The results of this study open avenues for further research and development. Future work will concentrate on simplifying the calibration algorithm of the model. This endeavor aims to streamline the process of obtaining accurate camera and motion parameters, thereby enhancing the overall measurement accuracy. The focus will be on developing algorithms that are precise and easy to implement, making the technology more accessible and user-friendly.
5. Conclusions
In conclusion, the Scheimpflug camera thick-lens imaging model proposed in this study offers a significant advancement in structured-light measurement. The model’s foundation in geometrical optics and the thick-lens hypothesis provides a more realistic and accurate representation of camera systems, leading to improved measurement precision. The experimental results confirm a 66% reduction in the standard deviation compared to the traditional pinhole model, showcasing the model’s superior performance.

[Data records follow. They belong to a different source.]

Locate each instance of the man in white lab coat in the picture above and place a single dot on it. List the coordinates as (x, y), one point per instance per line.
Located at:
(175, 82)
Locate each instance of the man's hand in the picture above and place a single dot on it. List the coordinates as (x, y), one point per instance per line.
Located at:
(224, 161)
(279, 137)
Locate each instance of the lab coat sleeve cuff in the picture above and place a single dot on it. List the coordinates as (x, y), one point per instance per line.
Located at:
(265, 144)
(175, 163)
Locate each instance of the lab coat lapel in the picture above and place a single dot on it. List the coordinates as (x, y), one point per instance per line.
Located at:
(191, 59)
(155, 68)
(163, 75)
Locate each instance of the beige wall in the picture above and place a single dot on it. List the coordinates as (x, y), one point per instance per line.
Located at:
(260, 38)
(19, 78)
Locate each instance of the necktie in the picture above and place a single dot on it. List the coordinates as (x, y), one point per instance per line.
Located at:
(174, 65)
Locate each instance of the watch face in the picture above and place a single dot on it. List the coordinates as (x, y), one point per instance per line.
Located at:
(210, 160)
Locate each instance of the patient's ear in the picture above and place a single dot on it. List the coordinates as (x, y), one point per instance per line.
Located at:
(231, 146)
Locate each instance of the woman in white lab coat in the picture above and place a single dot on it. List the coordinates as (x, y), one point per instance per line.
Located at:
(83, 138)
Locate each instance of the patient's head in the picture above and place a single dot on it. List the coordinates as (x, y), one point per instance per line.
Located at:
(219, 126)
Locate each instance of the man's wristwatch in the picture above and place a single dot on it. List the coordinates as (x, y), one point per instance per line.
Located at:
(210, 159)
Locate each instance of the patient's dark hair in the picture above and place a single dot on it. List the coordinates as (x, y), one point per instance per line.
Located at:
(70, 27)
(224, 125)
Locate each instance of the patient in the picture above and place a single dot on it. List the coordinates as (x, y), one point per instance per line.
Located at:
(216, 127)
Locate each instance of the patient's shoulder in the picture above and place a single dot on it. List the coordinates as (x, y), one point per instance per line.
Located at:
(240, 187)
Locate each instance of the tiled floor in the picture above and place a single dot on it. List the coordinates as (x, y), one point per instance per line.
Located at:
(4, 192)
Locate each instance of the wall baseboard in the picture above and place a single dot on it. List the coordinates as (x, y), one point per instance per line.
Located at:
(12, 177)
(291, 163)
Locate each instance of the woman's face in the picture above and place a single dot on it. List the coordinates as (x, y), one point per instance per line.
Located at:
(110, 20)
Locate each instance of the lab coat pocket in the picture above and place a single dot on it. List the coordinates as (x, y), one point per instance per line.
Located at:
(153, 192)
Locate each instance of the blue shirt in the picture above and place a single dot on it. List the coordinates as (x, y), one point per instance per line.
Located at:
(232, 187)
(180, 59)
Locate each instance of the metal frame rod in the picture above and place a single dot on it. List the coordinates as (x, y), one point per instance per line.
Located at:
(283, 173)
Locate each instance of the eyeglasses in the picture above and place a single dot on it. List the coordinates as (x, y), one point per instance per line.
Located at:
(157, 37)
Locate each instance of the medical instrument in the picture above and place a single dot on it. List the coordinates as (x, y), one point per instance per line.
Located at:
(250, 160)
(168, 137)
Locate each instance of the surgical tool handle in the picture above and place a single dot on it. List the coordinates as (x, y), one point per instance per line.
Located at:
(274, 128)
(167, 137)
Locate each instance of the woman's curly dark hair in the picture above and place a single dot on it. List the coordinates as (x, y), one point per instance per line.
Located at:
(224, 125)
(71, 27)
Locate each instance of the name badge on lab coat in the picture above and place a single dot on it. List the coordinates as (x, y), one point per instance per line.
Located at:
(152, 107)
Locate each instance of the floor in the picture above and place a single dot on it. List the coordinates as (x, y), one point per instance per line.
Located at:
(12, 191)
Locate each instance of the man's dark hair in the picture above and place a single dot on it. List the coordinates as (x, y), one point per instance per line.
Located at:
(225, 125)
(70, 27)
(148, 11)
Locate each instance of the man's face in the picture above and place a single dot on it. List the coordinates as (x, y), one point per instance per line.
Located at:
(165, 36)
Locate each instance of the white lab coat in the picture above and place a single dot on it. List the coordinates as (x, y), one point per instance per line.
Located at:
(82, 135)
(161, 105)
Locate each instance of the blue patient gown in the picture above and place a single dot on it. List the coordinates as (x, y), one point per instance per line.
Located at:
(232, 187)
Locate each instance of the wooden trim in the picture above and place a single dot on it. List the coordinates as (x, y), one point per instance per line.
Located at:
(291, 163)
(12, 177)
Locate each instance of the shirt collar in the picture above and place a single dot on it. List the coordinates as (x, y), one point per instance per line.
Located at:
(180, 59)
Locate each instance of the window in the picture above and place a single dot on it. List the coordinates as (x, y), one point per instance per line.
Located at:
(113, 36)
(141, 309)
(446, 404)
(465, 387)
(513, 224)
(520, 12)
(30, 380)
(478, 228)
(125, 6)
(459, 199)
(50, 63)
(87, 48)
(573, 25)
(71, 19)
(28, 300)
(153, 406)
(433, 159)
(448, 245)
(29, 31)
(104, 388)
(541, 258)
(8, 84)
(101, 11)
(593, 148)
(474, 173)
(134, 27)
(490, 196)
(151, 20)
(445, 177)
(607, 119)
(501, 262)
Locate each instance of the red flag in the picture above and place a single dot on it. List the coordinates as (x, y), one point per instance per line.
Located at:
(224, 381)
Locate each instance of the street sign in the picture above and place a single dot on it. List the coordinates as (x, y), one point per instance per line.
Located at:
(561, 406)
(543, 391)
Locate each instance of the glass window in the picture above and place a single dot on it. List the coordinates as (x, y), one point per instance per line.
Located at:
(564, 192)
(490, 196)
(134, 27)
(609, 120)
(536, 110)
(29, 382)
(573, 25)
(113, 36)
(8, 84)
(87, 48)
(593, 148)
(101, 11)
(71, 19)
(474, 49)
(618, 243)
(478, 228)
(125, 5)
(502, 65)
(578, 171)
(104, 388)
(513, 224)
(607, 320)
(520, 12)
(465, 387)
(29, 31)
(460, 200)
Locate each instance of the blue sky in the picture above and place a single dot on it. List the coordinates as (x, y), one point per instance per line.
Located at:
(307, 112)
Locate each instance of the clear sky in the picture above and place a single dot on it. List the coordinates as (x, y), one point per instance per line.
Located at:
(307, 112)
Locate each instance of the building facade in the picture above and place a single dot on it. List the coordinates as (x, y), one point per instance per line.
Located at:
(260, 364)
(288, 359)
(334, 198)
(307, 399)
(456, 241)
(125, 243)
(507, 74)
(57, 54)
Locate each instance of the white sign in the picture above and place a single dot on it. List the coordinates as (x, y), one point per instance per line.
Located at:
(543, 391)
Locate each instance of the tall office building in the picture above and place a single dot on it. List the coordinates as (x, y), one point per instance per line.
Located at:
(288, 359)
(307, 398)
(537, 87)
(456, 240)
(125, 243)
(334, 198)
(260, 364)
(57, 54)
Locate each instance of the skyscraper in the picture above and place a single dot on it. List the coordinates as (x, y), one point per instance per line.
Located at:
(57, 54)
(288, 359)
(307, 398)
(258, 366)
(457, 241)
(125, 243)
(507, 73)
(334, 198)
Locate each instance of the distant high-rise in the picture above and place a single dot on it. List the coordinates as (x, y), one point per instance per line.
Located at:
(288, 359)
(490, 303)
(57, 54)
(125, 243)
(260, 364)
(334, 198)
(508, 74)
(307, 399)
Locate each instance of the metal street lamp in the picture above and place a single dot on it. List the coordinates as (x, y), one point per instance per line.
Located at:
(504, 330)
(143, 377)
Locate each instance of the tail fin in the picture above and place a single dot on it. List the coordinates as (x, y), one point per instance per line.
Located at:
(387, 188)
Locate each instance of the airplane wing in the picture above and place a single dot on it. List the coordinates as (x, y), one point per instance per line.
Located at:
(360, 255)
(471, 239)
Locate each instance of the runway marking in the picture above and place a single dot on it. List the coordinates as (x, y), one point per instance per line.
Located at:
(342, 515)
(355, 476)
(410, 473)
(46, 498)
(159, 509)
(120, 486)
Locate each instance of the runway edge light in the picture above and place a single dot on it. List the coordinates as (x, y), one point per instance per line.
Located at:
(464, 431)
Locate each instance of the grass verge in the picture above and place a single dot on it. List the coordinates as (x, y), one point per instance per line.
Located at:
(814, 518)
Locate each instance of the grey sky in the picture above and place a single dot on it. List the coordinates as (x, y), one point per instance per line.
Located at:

The proposed model’s practicality and adaptability make it a promising candidate for enhancing the performance of other structured-light measurement systems. Its straightforward calibration process and robust performance underpin its potential for widespread applications in various industrial settings.
Looking ahead, the focus will be on refining the model’s calibration algorithm to achieve even greater accuracy in camera and motion parameter determination. This will further enhance the model’s utility and precision, solidifying its role as a key technology in the field of structured-light measurement. The ongoing commitment to improving the model’s calibration and measurement capabilities will ensure its continued relevance and effectiveness in addressing the challenges of high-precision imaging systems.